Circularization of tidal debris around white dwarfs: implications for gas production and dust variability

TL;DR

This paper proposes a new mechanism for circularizing tidal debris around white dwarfs via dust or gas drag, explaining observed disc shapes and gas production, supported by analytical and simulation results.

Contribution

It introduces a novel circularization mechanism involving dust and gas drag, supported by analytical models and N-body simulations, to explain white dwarf debris disc properties.

Findings

Fragments can rapidly circularize through dust or gas drag.

Gas production occurs mainly during early tidal disruption stages.

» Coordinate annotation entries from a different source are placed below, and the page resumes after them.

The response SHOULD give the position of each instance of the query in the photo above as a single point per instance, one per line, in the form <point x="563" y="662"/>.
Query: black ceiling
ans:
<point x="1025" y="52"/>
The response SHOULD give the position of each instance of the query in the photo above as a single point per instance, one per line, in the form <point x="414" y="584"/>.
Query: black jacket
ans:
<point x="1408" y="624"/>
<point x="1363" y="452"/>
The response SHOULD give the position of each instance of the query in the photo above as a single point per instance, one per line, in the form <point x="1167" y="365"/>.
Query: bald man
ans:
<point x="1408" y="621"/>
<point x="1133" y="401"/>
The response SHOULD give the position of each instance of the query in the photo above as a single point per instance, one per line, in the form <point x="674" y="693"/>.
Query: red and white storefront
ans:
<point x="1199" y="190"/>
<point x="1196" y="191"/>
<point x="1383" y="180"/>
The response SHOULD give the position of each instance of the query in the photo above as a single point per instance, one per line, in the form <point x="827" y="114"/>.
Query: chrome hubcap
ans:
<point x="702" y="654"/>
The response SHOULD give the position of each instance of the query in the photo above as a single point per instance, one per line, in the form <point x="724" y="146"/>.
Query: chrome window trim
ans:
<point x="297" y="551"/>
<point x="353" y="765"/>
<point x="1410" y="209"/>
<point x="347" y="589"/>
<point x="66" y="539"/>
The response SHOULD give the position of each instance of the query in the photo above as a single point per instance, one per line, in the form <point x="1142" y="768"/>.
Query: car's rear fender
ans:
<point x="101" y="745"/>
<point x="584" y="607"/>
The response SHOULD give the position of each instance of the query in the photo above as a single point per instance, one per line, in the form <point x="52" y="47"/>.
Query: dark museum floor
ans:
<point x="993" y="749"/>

Interaction processes lead to dust halo formation and infrared variability.

Abstract

White dwarf (WD) pollution is thought to arise from the tidal disruption of planetary bodies. The initial fragment stream is extremely eccentric, while observational evidence suggest that discs are circular or nearly so. Here we propose a novel mechanism to bridge this gap and show that the fragments can rapidly circularise through dust or gas drag when they interact with a pre-existing compact disc. We assume that the tidal stream mainly consists of small cohesive fragments in the size range 10-1000 m, capable of resisting the WD tidal forces, whereas the compact discs span a wide mass range. We provide an analytical model, accompanied by N-body simulations, and find a large parameter space in fragment sizes and orbital separation that leads to full circularization. Partial circularization is possible for compact discs that are several orders of magnitudes less massive. We show that dust-induced circularization inherently produces gas as tidal fragments collisionally vaporize the pre-existing dust along their path. We show that ongoing gas production has a higher probability to occur during the early stages of tidal disruption events, resulting from the fact that smaller fragments are the first to circularize. Intermittent gas production however becomes more likely as the tidal stream matures. This could explain why only a small subset of systems with dusty compact discs also have an observed gaseous component. Additionally, the interaction yields fragment erosion by collisional shattering, sputtering, sublimation and possibly ram-pressure. Material scattered by the collisions might form a thin dusty halo that evolves through PR drag, in compatibility with observed infrared variability.